Her school nurse introduced Jimenez to Healthy Families when she was pregnant. They provided a social worker who visited her Mount Prospect home and her high school to make sure she was healthy, was keeping up with her studies, and had access to any resources she might need.

"She gave me the strength and the confidence I needed to know I could do this," Jimenez said of her social worker.

When her son was born, he was given toys and clothes his mother could not afford. Her social worker continued to visit and picked up signs of postpartum depression.

She made sure Jimenez got her homework done and that she could finish high school, often difficult for overwhelmed teen parents. She encouraged Jimenez to go to college and become a citizen, and helped her handle the daily obstacles that might have derailed her dreams.

"She did stuff that my parents didn't do for me," Jimenez said. "This program has been amazing for me. It makes you feel like you have a family."

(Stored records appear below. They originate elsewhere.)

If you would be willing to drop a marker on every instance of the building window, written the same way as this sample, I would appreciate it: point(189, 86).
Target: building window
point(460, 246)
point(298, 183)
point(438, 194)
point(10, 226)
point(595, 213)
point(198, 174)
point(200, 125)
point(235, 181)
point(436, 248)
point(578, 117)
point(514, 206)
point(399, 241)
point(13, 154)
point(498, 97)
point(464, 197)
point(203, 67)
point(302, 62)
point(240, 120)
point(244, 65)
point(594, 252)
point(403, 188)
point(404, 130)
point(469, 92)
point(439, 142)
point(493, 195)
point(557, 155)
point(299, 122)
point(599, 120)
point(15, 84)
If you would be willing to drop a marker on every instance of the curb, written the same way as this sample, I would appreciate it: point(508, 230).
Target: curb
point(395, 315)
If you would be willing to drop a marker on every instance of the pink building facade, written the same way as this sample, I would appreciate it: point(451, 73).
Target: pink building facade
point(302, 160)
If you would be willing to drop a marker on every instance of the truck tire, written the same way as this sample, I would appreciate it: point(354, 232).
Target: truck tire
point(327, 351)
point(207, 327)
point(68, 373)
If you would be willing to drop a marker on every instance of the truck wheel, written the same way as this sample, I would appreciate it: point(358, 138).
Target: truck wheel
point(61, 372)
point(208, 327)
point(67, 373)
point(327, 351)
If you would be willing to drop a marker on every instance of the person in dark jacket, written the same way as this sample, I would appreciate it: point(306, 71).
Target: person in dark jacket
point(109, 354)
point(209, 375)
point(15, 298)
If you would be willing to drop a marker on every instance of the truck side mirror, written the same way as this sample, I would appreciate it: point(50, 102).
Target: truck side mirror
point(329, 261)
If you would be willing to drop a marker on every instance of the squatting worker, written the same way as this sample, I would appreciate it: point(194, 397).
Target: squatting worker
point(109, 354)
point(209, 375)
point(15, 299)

Healthy Families has been a free service in the community for 20 years, said director Lynn Puckelwartz.

Their seven social workers -- four are bilingual -- bring curriculum, activities and resources to parents in need. That might mean directing families to area clinics for medical care, getting children screened for developmental disabilities, looking for signs of depression or domestic violence, and connecting the young adults with other social services, she said.

The weekly visits can continue for up to five years of the child's life.

"We know that the first few years are critical in a child's life and parents are their child's first teacher, so we are trying to support those first-time parents and guide them to a healthy life," Puckelwartz said.

Jimenez knows she would not be where she is today without the help.

"I would be a dropout. I wouldn't have made it through high school," Jimenez said. "It was overwhelming. When you have a kid at that age you don't know what to do. Everything that I have achieved right now, I wouldn't have it." Jimenez has graduated out of Healthy Families but hopes the program will survive to help other families.

"It would be devastating to think that it is no longer going to be there for the first-time parents who need this program," she said.

Shelter Inc. has set up a GoFundMe page where people can donate to help keep the Healthy Families program from closing its doors.